Además está escrito: “No es bueno que el hombre esté solo” (Génesis 2:18). Precisamente porque el Señor estaba solo en el cielo, es decir, separado de aquellos con los cuales los eternos propósitos de Dios lo habían unido —“nos escogió en él antes de la fundación del mundo” (Efesios 1:4)—, él descendió a buscarlos. Si el esclavo israelita, según la ordenanza del Antiguo Testamento, quería aprovechar el año de la liberación, podía salir libre. “Si entró solo, solo saldrá... Si su amo le hubiere dado mujer, y ella le diere hijos o hijas, la mujer y sus hijos serán de su amo, y él saldrá solo” (Éxodo 21:3-4). El servicio cumplido no tenía la facultad de unirlo para siempre a los que amaba; debía entregarse a sí mismo por los que le habían sido dados: “Yo amo a mi señor, a mi mujer y a mis hijos, no saldré libre”. Contra el poste —lo que fue la cruz para Aquel a quien los consejos de Dios nos unió— la lesna del amo le horadaba la oreja (v. 5-6). “He aquí que en las palmas de las manos te tengo esculpida”. “A los que me diste, no perdí ninguno” (Isaías 49:16; Juan 18:9).
En la fiesta de la gracia, el «propio justo», quien “tiene de qué confiar en la carne” (Filipenses 3:4-6) no está autorizado a participar. Si, por falta de vigilancia a la entrada, penetra allí alguien que no viste el vestido de bodas —es decir, la justicia de Dios en Cristo—, al entrar el Rey pronto será localizado y echado afuera (Mateo 22:11-13). Cuando el fariseo Saulo de Tarso quedó abatido por el resplandor de la presencia de Jesús, y luego cuando se le cayeron las escamas de sus ojos, vio su miseria.

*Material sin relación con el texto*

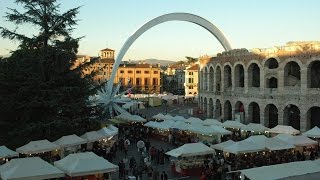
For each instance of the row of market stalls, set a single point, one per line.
(73, 164)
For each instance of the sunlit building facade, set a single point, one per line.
(279, 85)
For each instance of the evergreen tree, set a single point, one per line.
(43, 93)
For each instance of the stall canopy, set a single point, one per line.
(244, 147)
(82, 164)
(39, 146)
(275, 144)
(69, 141)
(92, 136)
(6, 152)
(255, 127)
(282, 129)
(313, 133)
(194, 120)
(296, 140)
(222, 145)
(191, 149)
(295, 170)
(232, 124)
(158, 116)
(209, 122)
(29, 168)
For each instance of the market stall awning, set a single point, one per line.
(222, 145)
(313, 133)
(6, 152)
(28, 169)
(295, 170)
(275, 144)
(255, 127)
(69, 141)
(87, 163)
(232, 124)
(92, 136)
(209, 122)
(297, 140)
(282, 129)
(191, 149)
(244, 147)
(39, 146)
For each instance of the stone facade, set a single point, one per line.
(279, 85)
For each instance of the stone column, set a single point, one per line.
(304, 80)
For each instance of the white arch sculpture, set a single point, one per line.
(161, 19)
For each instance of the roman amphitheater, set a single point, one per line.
(279, 85)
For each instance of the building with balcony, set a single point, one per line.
(279, 85)
(191, 81)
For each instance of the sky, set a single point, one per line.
(246, 24)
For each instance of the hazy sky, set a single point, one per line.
(246, 24)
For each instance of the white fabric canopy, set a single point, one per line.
(244, 147)
(282, 129)
(29, 169)
(194, 120)
(222, 145)
(92, 136)
(255, 127)
(296, 140)
(69, 141)
(209, 122)
(233, 124)
(275, 144)
(6, 152)
(39, 146)
(281, 171)
(158, 116)
(314, 132)
(191, 149)
(87, 163)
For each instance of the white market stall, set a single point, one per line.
(309, 170)
(84, 164)
(69, 144)
(40, 146)
(191, 157)
(313, 133)
(282, 129)
(7, 153)
(29, 169)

Al recordar estas escenas escribió más tarde: “Palabra fiel y digna de ser recibida por todos: que Cristo Jesús vino al mundo para salvar a los pecadores, de los cuales yo soy el primero. Pero por esto fui recibido a misericordia” (Hechos 9:1-19; 1 Timoteo 1:15). Vestido del Señor Jesucristo (ver Romanos 13:14), entró a la fiesta.

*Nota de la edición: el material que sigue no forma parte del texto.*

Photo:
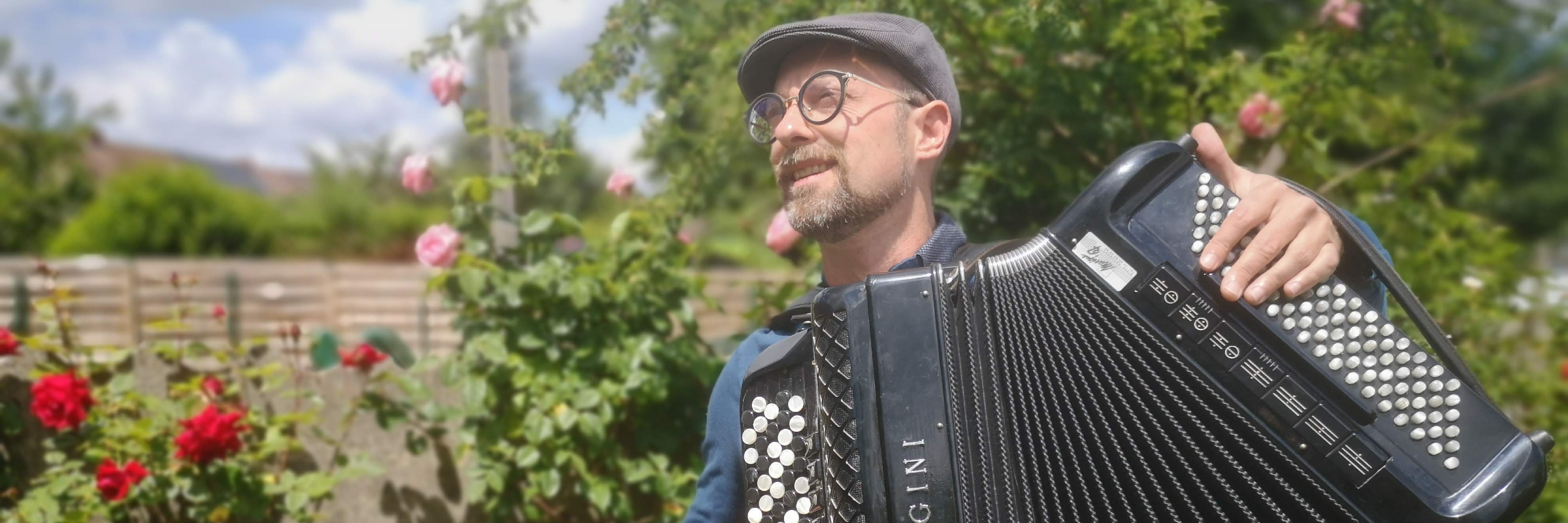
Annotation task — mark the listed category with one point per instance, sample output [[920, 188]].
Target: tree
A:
[[1377, 110], [41, 135], [170, 209]]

En el banquete de Leví se oyó una pregunta: “¿Por qué los discípulos de Juan y los de los fariseos ayunan, y tus discípulos no ayunan?” A su vez, el Señor preguntó: “¿Acaso pueden los que están de bodas ayunar mientras está con ellos el esposo?” En efecto, Juan el Bautista había cumplido su misión, había manifestado al Cristo; el “Esposo” de Israel estaba allí (Jeremías 3:14). Desde ese momento había que seguir a Jesús y llevar a otros a él, como lo había hecho Andrés, hermano de Simón. Pese al fiel testimonio de Juan, sus discípulos formaron un grupo aparte. Al bautizarse habían confesado sus pecados (Mateo 3:6), pero no gozaban del perdón que sólo se adquiere por Jesús; no tenían al Esposo con ellos. Además, confesaron: “Ni siquiera hemos oído si hay Espíritu Santo” (Hechos 19:2-5). Con razón debían ayunar. Por su parte, los fariseos no podían ofrecer nada a sus hambrientos discípulos. Para hallar al Salvador había que salir de la secta que habían formado (Juan 9:34-35). Los discípulos de Jesús tuvieron que ayunar cuando el Esposo les fue quitado, como él lo había anunciado; pero los que formaron el núcleo de la Iglesia volvieron a recibir a Jesús resucitado con bendiciones más excelentes que las terrenales. Más tarde, “el tercer día” (Oseas 6:1-3; 2:16-23), el día en que Israel resucite, hallará nuevamente a su Esposo para gozar de las bendiciones que le pertenecen. María Magdalena y Tomás nos dan una preciosa figura de estos dos aspectos —pasado y futuro— del remanente israelita.